Notably, the game didn’t stop here. The Immortals/Wrath of the Immortals boxed set(s) showed how PCs who had reached their level limit could potentially ascend to become deities (that is, “Immortals”) in their own right, at which point they could begin ascending the Immortal hierarchy.
PCs who hit the top of the Immortal hierarchy then had only one potential method for advancing further: they could give up their immortality and start as 1st-level mortals all over again. That certainly sounded harsh, but for those who managed to once again make it to the limits of mortal experience, and then ascend to the uppermost ranks of immortality for a second time, earned a special send-off for their character: they immediately attained the status of being one of the Old Ones (beings as far above the Immortals as the Immortals are above mortals) and were taken beyond the Vortex Dimension (which is to say, being the Basic D&D game’s multiverse).
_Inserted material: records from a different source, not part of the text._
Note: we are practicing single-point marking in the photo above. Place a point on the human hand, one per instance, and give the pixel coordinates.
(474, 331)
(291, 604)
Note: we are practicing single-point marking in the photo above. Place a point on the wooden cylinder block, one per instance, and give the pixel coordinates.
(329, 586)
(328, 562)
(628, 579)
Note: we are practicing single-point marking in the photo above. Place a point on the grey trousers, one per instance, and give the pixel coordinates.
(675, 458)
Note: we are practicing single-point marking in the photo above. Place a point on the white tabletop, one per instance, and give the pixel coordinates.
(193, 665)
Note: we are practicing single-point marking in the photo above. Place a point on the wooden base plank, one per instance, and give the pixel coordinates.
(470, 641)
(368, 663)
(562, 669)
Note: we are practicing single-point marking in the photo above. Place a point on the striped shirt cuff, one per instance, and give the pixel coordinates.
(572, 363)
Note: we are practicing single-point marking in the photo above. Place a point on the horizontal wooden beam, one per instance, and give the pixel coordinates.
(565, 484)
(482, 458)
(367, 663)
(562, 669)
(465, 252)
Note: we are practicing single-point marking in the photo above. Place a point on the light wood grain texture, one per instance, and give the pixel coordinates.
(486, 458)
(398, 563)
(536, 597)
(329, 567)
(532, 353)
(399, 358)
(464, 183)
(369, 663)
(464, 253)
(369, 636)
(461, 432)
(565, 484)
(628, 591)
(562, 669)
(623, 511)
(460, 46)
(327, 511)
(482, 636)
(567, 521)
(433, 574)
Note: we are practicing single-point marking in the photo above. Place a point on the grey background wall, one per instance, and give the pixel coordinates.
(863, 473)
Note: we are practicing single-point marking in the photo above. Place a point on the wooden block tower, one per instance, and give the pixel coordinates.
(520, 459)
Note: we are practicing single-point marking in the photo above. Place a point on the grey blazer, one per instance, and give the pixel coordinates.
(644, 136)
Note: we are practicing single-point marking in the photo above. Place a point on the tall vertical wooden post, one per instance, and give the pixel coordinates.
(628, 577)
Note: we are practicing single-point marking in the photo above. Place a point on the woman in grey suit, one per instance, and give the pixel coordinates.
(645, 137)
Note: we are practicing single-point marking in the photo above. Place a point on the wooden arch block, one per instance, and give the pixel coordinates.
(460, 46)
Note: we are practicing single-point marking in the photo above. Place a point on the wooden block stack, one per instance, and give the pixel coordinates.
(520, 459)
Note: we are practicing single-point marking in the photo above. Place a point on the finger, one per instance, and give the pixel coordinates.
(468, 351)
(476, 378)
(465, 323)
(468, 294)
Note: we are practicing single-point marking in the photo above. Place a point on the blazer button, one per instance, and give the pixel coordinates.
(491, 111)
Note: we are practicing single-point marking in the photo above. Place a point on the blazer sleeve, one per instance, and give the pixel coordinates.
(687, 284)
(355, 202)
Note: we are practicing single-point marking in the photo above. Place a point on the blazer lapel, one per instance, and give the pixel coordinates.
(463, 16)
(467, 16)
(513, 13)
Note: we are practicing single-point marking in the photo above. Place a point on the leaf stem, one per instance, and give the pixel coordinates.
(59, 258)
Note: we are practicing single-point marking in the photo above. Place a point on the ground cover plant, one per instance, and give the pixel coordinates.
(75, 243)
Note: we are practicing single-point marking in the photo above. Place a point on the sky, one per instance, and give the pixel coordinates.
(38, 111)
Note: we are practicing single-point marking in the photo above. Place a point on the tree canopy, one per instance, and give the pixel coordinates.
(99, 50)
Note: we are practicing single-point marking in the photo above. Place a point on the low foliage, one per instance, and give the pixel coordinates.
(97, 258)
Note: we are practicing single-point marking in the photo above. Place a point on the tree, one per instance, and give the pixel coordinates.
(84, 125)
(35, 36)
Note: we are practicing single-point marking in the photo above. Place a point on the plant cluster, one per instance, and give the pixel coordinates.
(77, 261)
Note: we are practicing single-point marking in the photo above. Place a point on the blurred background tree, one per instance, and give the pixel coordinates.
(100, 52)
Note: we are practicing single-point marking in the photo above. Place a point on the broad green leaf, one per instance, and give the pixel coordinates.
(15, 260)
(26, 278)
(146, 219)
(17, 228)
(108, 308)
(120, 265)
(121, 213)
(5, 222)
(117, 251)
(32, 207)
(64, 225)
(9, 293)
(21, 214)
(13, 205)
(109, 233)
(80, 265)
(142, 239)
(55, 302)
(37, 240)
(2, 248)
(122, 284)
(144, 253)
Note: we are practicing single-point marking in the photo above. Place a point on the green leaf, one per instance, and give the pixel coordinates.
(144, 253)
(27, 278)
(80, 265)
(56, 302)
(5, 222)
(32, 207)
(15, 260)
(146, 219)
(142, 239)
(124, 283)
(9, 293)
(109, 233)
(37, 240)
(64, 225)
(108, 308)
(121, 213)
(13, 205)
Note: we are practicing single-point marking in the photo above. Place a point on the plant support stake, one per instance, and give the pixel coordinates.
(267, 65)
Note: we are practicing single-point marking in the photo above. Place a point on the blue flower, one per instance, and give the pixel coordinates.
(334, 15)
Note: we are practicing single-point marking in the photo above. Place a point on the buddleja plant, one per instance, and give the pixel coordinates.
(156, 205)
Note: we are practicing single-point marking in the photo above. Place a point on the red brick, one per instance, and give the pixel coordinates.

The above is notable as it not only presents a hard-cap, but does so in a way that mandates that the character be retired from play, something not seen again until D&D Fourth Edition. Moreover, unique to all forms of character retirement, this one removed the character from the game world. Every other method of retiring a character, from death to divine ascension, turned the character into an NPC that was still part of the game world (and so could conceivably be featured again at some point). A character that attained the status of Old One in Basic D&D, however, had literally moved beyond the game itself.